元々の鼻や喉の形状からイビキを起こしやすい犬もいますが、イビキの日常的な原因として考えられるのが、肥満によって喉の気道が狭められている場合や鼻炎によって鼻水が出ていたり、鼻詰まりを起こして鼻からの気道が狭くなっていたりする場合などです。

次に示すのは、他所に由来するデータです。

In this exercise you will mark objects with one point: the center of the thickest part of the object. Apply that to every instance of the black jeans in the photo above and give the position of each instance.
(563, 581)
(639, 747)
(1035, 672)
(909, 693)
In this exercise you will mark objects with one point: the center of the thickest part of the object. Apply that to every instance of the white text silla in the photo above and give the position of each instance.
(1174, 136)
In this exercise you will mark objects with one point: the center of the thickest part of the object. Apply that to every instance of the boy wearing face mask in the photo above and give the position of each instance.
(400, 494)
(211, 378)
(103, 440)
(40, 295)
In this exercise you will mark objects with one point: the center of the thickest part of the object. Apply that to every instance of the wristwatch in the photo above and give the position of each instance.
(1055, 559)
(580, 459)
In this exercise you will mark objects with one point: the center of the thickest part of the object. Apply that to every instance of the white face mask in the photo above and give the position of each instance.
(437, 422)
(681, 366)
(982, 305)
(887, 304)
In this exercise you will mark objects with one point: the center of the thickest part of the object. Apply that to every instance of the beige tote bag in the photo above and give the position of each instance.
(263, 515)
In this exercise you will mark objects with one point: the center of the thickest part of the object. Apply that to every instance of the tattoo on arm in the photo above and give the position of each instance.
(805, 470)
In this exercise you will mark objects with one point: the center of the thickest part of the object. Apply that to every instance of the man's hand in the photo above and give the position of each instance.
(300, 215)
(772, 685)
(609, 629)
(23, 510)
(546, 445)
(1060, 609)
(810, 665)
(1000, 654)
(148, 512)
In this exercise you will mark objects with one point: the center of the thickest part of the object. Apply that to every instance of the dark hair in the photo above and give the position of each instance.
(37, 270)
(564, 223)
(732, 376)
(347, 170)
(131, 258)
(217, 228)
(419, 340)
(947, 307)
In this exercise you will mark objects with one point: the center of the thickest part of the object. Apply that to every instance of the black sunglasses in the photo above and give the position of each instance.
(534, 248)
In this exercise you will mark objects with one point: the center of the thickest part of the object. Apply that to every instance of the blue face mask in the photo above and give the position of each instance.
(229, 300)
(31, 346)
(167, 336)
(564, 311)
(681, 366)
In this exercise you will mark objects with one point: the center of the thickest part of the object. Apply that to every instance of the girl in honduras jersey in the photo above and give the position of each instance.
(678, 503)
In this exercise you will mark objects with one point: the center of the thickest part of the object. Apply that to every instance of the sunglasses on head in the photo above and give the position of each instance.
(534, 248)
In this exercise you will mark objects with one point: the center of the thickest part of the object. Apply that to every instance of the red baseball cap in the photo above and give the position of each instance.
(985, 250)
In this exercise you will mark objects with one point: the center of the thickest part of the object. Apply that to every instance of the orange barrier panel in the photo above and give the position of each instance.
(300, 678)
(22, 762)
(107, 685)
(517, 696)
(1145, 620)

また、飲んでいる薬の影響で筋肉が弛緩して気道が狭くなったり、タバコの煙が刺激となってイビキを誘発したりすることもあります。
危険なイビキとはどういうもの?
イビキはちょっとした体調変化や環境変化でも起こりやすいため、どんな犬にも起こりうるものです。しかし、突然大きなイビキをかくようになったり、イビキがどんどんひどくなっていったりする場合などは少し注意が必要かもしれません。肥満や鼻炎など思い当たる原因がない場合は、病気の可能性がないか動物病院で診てもらうと安心でしょう。寝ている間の呼吸に気になるところがあれば、イビキが出ていなくても相談してみてください。
また、生まれつき軟口蓋が長いため犬や鼻がつぶれている短頭犬種もイビキをかきやすい傾向にあります。ブルドッグやパグ、フレンチブルドッグ、シーズー、ペキニーズなどは鼻腔が狭いことからイビキをかきやすくある程度は仕方のないことですが、あまりにも呼吸が苦しそうな場合やイビキがひどくなっていく場合には、鼻腔狭窄の治療を行う必要があるかもしれないため獣医師に相談してみるといいでしょう。
イビキの原因となる病気について
イビキの中には病気が原因となっているものもあるので注意してください。特に多いのが気管虚脱によるもの。気管の膜部分がたるみ空気の通り道が狭くなることでイビキを発生させます。遺伝によるものだけでなく、肥満や加齢なども原因となり、進行すると呼吸困難を起こして死に至る可能性もある病気です。軽度の場合は薬による治療が行われますが、症状が重い場合は外科手術となる場合も。ガーガーとアヒルが鳴くようなイビキが見られたら注意が必要です。
また、元々上あごの軟口蓋が長く気道を塞ぐ形となっている軟口蓋過長症も多く見られ、重度であれば軟口蓋の一部切除手術を行うこともあります。その他にも鼻腔や咽喉頭部に腫瘍ができていたり、心臓病で心臓が肥大し気管を圧迫していたりすることが原因でイビキが起こる場合もあります。
まとめ
犬のイビキは比較的よく見られるもので、健康上問題がなければ体勢を変えたりするだけですぐに治まります。しかし、イビキが大きいなどあまりにも気になるようであれば病気が隠れている可能性もあるので、一度動物病院に相談してみるといいでしょう。
また、肥満もイビキの大きな要因のひとつです。肥満によるイビキであれば息苦しさなども感じている場合もありますので、適正体重を維持するよう健康管理をしっかりと行ってあげるようにしてください。